Middle East: Iran vs. Saudi Arabia (again)
Credit: Electronics Hub
In the Middle East and Central Asia, Android wins 8 countries to Apple's 6.
- But it's complicated. One Turkish tweeter wondered how it is that iPhones seem more popular in the Asian half of Istanbul, while Android phones prevailed in the European part of the city.
- The phone divide matches up with the region's main geopolitical one: Iran prefers Android, Saudi Arabia the iPhone.
Asia-Pacific: Apple on the periphery
Credit: Electronics Hub
Another wafer-thin majority for Android in the Asia-Pacific region: 13 countries versus 12 for Apple — and one abstention (Fiji).
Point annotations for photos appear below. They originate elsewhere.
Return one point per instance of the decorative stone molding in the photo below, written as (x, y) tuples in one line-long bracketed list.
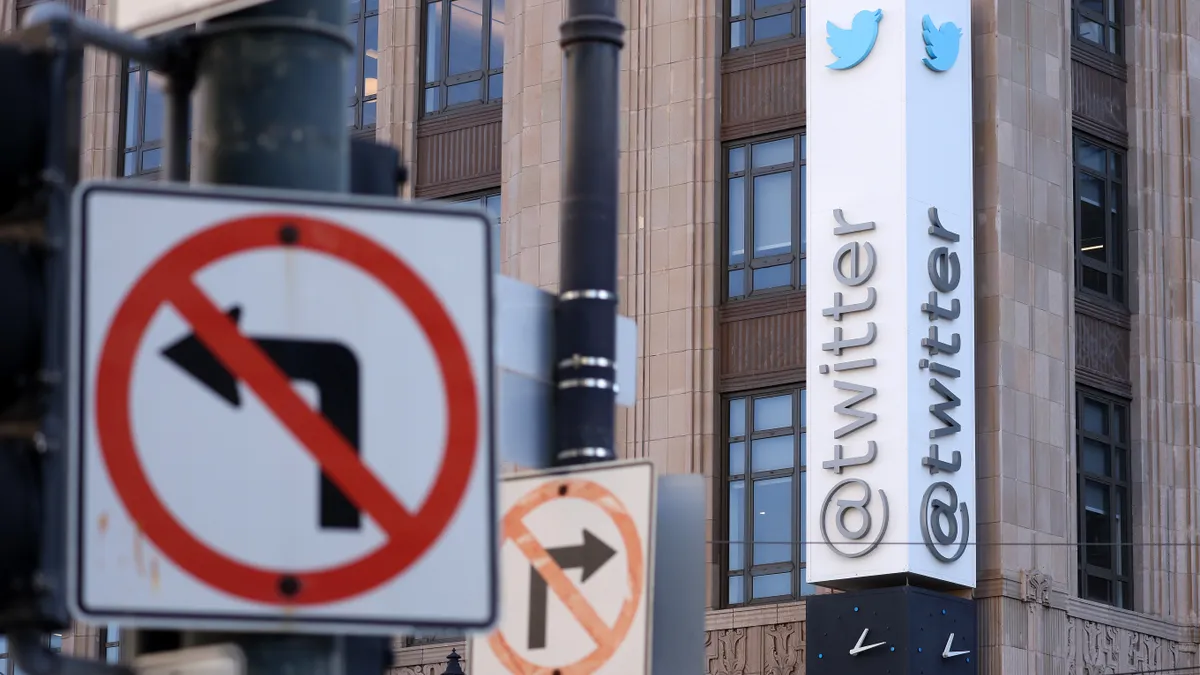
[(1097, 649)]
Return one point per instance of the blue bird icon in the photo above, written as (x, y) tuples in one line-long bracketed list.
[(853, 45), (941, 45)]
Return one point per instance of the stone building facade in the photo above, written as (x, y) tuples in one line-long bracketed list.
[(1087, 285)]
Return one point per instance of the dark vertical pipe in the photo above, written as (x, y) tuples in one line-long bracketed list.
[(592, 39)]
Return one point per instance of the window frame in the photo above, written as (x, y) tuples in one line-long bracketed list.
[(798, 255), (444, 81), (138, 149), (751, 13), (1116, 407), (106, 643), (359, 100), (1116, 233), (1116, 24), (797, 471)]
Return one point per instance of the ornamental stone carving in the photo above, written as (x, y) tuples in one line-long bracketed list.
[(726, 651), (784, 649), (1037, 586)]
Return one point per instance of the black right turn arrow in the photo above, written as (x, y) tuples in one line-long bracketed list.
[(591, 556)]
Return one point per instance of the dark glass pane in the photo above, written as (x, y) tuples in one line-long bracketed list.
[(463, 93), (737, 35), (1091, 31), (496, 54), (772, 153), (738, 159), (737, 220), (772, 215), (779, 25), (1098, 589), (773, 585), (156, 109), (773, 276), (433, 42), (151, 160), (1097, 458), (804, 488), (1091, 156), (371, 59), (1116, 238), (804, 234), (132, 100), (737, 418), (1095, 417), (1121, 533), (736, 590), (352, 66), (1092, 223), (737, 284), (773, 412), (466, 36), (771, 454), (773, 520), (1097, 525), (805, 587), (737, 524), (1095, 280), (737, 458)]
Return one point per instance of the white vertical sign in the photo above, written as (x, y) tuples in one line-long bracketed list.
[(891, 292)]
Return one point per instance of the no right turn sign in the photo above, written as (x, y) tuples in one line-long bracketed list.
[(575, 572)]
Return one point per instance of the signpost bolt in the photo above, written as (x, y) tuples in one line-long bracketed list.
[(289, 234), (289, 585), (453, 667)]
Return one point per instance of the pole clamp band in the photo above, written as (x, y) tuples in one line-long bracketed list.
[(592, 28)]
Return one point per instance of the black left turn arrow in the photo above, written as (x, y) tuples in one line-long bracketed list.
[(330, 366)]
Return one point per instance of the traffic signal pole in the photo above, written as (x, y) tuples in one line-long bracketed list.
[(586, 324)]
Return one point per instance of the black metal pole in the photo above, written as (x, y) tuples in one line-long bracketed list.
[(586, 324), (270, 96)]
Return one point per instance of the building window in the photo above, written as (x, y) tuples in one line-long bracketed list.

- The two giants of the Asian mainland, India and China, are both Android countries. Apple countries are on the periphery.
- And if India is Android, its rival Pakistan must be Apple. Same with North and South Korea.
Experts point to the fact that both operating systems are becoming more alike with every new generation as a potential resolution to the conflict. But as any student of human behavior will confirm: smaller differences will only exacerbate the rivalry between both camps.
Maps taken from Electronics Hub, reproduced with kind permission.